I have seen projects where tens of megabytes were wasted on nothing but this. And it's not that hard to do. You just make a few headers with a few hundred such declarations each and then include them in hundreds of CPP files (possibly by including them in a project-wide precompiled header or something like that). And hardly anyone these days looks at linker maps, so in a big project it goes totally unnoticed (until the team runs face-first into a hard memory limit on a target platform).

So, y'know, don't do that.

Okay, but what does that have to do with `const` and `constexpr`?

This variable isn't marked static, so it has external linkage:

int foo = 8;

However this variable, which also isn't marked static, has internal linkage - as if it was marked static:

const int foo = 8;

And so does this one:

constexpr int foo = 8;

Why do const and constexpr change the default linkage in this manner? Well, const started it and constexpr is probably just trying to be consistent with the existing convention. But why is const like this...?

I don't actually know the answer, but I'll venture a guess. It probably goes back to C (if not to some predecessor of C I don't know about). See, in ages past, inline was only valid on functions (which probably contributes to some people still thinking inline refers to inlining, the optimization - it doesn't!). Variable declarations could not be inline. So if you wanted to put a bunch of constants in a header file, then you'd have to also mark them all static in order to prevent the linker from seeing duplicate declarations if that header was then included in multiple C files. That would be annoying, so my guess is that someone decided that const could just imply static and that would be good enough.

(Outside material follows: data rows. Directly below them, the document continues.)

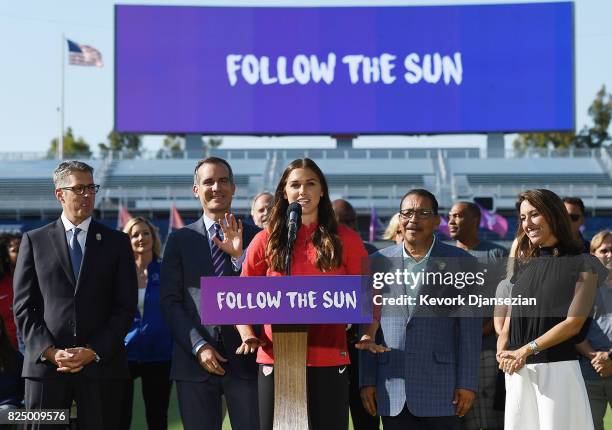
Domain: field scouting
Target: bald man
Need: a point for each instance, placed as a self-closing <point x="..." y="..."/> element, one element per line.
<point x="261" y="207"/>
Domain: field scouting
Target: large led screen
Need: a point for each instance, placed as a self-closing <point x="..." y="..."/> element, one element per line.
<point x="344" y="70"/>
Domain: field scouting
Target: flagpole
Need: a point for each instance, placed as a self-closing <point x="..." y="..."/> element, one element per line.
<point x="60" y="142"/>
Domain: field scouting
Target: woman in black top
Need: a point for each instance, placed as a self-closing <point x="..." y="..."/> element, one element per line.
<point x="544" y="385"/>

And in the past, it probably wasn't all that bad. A compiler would likely just copy the value of a const int into places where it's referenced instead of referencing the symbol itself. That makes the declaration unreferenced dead code, and it gets eliminated. And as far as I've ever seen, the original advice when promoting the use of const over macros was exactly that - to use them for basic things like integers.

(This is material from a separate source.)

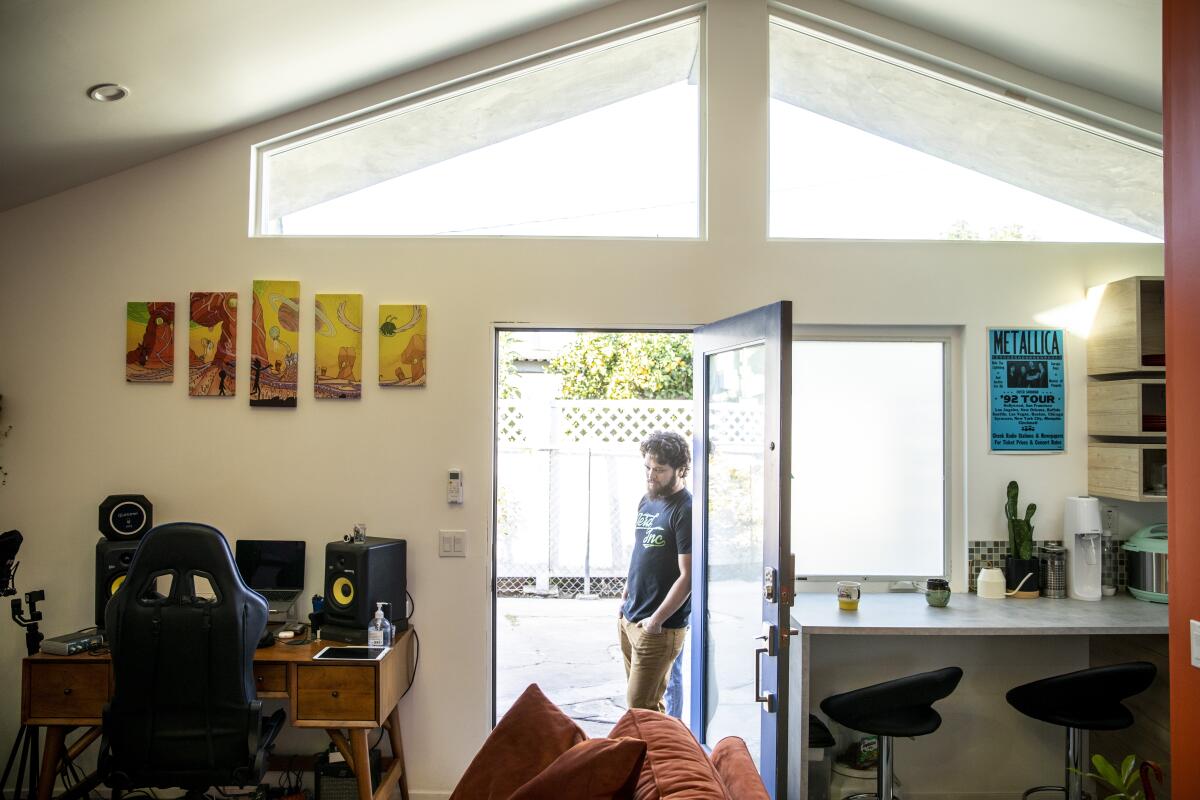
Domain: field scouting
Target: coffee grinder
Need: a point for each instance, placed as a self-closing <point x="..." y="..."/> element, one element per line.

But now we don't just want constant integers. We want bigger, chonkier constants: configuration blocks, binary resources, things that have constructors... A const int can get completely eliminated, but a const SomethingWithAConstructor probably can't (unless the compiler can prove in all translation units that the constructor has no side effects). And in order to run that constructor before main, as the language requires, the compiler needs to generate a function to call it, and then a pointer to that function probably needs to be put into an array somewhere where the C/C++ runtime will find and call it before calling main. And maybe the constructor can't be proven not to throw, so exception-handling tables need to be set up for the little function... And sure, that's all just a few bytes, but in a nontrivial project, those few bytes can easily be multiplied out by a large number, and they do add up.

As I said, I've seen megabytes lost because of this and, in one case, those "mere" megabytes were a straw among a handful of others which nearly broke our camel's back.

Neat, how do I fix it?

To avoid this problem in modern C++, the solution is to just add inline to all of these declarations. Instead of const int foo it's now inline const int foo; similarly, constexpr int foo becomes inline constexpr int foo. The terrible default is terrible and it's annoying to have to override it every single time, but that's how things are and we gotta deal with it.